Akif, yaptıklarıyla Taner’i iyice köşeye sıkıştırmış, müttefiklerinin peşine tek tek düşmüş ve Sur Çetesi’nin liderini büyük bir ustalıkla saf dışı bırakmıştı. Bu noktadan sonra Taner Hoca’nın ne yapacağı benim için merak konusuydu. Nasıl ki Akif, Taner’i savunmasız bırakmak için kolları sıvadı; aynısını Taner de yaptı ve Akif’in bu plandaki belki de en önemli müttefiki olan Metin Müdür’ü oyunun dışına itti. Bu noktadan itibaren ya Akif kazanacak, Taner’le birlikte bu işin içinde kim varsa sonlarını hazırlayacak ya da Taner kazanacak ve eski düzen kaldığı yerden devam edecek ve o çocuklar, kurbanlık koyun misali tehditlere açık bir şekilde hayat dediğimiz karmaşanın içerisinde kaybolup gidecekler, tıpkı Rüya gibi.

Taner Hoca yaptıklarının ayağına dolanmasını büyük bir kıvraklıkla engelledi. Metin Müdür ve Akif arasındaki bağı da çözünce geçmişin karanlığındaki bir dosyayı kullanarak bu oyunun içindeki en önemli kişiden kurtulmuş oldu ve keyifle arkasına yaslandı. Bu dünyadaki en aptal insanlar kimlerdir biliyor musunuz? Karşısındakini küçük görüp kendini Kaf Dağı’nda zannedenler. Taner bir aptal! Metin Müdür sayesinde bu işten sıyrılabileceğini sanıyor çünkü içine düştüğü durumun tamamına vakıf değil. Zeynep’in üvey babasının bildiklerini bilmiyor mesela ya da Rüya’nın ölmeden önce Gizem’e her şeyi anlattığını veyahut daha da önemlisi Zeynep’in her şeyi hatırladığını. Bunların hepsinden bihaber olup zafer çığlıkları atmaya başladı ve bu yüzden de kaybedecek. Düşünsenize aylarca karlarla kaplı bir dağda mahsur kaldınız ve büyük uğraşlar sonunda oradan çıkmayı başardınız ancak daha tam anlamıyla tehlikeden uzaklaşmamışken zafer çığlığı atarsanız ne olur? Çığ altında kalırsınız.

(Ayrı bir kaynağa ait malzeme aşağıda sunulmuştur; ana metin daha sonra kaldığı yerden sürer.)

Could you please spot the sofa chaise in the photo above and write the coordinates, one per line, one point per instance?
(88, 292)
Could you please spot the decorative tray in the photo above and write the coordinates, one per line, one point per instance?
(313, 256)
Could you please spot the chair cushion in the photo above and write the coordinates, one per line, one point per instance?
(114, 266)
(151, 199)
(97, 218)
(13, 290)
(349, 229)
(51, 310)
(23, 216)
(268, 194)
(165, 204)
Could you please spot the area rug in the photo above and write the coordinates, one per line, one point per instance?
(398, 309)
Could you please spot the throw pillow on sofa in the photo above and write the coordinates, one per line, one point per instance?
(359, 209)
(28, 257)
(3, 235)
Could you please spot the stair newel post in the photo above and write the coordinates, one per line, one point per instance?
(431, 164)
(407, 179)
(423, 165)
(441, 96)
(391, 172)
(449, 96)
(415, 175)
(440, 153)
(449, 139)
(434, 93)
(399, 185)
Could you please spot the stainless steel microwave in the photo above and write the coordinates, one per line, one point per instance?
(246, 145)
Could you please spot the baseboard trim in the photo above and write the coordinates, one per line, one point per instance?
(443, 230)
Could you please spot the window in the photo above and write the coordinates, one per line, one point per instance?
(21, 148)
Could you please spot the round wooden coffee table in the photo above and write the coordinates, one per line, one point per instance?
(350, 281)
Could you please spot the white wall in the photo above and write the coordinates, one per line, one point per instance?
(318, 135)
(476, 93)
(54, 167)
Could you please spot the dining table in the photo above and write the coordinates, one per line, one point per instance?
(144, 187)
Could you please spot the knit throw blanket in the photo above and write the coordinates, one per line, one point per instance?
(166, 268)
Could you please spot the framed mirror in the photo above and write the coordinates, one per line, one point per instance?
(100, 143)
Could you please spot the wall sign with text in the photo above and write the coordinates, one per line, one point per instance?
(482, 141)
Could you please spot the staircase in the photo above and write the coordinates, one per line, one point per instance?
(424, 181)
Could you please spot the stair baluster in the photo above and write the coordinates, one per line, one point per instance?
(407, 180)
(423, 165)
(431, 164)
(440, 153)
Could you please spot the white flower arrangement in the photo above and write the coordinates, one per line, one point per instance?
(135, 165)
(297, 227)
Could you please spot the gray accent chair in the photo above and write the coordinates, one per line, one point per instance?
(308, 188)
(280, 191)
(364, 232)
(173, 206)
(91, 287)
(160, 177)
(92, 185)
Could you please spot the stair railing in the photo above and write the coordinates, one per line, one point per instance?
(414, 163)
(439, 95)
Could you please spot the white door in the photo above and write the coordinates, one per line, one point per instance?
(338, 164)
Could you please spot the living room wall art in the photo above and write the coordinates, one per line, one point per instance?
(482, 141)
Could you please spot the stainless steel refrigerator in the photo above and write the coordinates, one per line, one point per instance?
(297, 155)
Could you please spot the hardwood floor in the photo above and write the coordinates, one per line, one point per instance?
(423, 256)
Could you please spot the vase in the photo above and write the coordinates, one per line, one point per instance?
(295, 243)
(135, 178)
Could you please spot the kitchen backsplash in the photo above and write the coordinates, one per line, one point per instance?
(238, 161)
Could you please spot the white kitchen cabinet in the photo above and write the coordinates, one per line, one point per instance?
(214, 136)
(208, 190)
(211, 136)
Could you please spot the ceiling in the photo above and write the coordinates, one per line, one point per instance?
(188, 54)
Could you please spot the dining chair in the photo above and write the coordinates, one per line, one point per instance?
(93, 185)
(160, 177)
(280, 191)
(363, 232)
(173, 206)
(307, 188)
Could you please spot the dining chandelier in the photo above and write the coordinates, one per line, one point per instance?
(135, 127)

Taner, öyle bir zafer narası attı ki o küçük gördüğü Akif Hoca kar toplayarak çevresinde ona inanan insanlarla ve o kişilerin de sayılarını artırarak tıpkı kar toplayarak büyüyen bir çakıl taşı gibi büyüdü büyüdü ve şimdi hem Taner’i hem de arkasında kim varsa hepsini yutmak üzere.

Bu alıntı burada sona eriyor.